Seventh Generation also has an advocacy arm that works with NGOs. 

“We use our business voice to amplify key calls for climate justice,” said Whritenour. “We also leverage our influence as a leading business to amplify key calls to action for all of our climate equity and key power holders. We help shape and progress policy for systemic change, we mainstream calls for systemic change to help our consumers.”

Seventh Generation also spends a lot of time on its product standards and is committed to “radical transparency.”

“This is all about authenticity,” said Whritenour. “Labeling every ingredient and sharing when we fall short with employees.”

For example, in 2019, Seventh Generation identified a large gender-pay gap for the women in its company. 

“We talked about it internally and externally,” said Whritenour. “We believe in this model; it creates connection and authenticity.” 

As a B Corp, Seventh Generation wants to make it clear that it believes in stakeholder capitalism.

“This is more than just profit; it is about people and the planet,” said Whritenour. “We are measured annually against the goals that B Corp sets and it has become a clear identifier for consumers that B Corps stand for the greater good.”

The eco-friendly household and personal-care brand company is proving that its business is playing an influential role.

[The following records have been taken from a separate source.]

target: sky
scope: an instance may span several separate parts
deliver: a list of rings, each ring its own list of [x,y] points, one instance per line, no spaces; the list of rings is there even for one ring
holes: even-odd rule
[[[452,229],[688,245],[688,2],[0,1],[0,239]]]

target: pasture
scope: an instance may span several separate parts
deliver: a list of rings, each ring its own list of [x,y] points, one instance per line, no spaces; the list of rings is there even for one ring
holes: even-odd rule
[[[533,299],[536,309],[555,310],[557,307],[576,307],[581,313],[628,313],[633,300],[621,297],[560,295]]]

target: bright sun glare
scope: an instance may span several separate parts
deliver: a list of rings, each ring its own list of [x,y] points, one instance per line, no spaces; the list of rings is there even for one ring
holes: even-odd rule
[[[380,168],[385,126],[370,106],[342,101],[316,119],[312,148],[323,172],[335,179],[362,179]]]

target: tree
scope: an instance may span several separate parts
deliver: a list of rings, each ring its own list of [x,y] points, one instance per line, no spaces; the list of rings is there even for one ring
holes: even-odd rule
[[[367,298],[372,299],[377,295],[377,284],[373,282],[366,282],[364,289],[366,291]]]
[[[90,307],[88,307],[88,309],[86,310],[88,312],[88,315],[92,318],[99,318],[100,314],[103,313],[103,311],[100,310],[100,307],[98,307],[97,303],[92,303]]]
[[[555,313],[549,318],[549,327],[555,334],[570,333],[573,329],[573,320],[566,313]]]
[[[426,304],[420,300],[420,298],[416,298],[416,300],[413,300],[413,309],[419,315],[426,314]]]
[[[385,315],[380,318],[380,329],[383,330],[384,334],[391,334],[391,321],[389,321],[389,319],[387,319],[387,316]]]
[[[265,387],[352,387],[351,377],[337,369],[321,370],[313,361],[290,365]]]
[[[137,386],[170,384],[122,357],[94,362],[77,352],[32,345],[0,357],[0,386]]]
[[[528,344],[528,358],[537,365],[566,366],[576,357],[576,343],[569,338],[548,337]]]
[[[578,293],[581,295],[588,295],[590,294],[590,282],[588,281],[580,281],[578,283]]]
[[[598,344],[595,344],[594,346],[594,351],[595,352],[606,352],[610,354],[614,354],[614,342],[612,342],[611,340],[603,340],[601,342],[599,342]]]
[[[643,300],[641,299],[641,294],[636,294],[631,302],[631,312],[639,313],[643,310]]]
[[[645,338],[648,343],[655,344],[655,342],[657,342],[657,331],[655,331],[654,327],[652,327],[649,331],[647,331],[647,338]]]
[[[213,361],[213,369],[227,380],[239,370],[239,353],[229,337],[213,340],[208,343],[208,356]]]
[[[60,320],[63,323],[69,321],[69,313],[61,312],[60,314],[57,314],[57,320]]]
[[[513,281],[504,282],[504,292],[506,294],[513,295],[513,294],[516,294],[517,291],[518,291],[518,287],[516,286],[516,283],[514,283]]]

In 2022, for the second year in a row, Seventh Generation made it to the top of the 2022 Purpose Power Index. 

The company believes that the world needs urgent climate solutions, so it is doubling down on helping people live healthy lives on a sick planet. 

“Environmental health and human health are inextricably linked,” said Whritenour. 

Speaking on environmental accountability, Whritenour admitted that doing business “differently” is not easy. 

“But the milestones that pave the way for driving change and influencing our industry are a proof point that it is worth it," she said.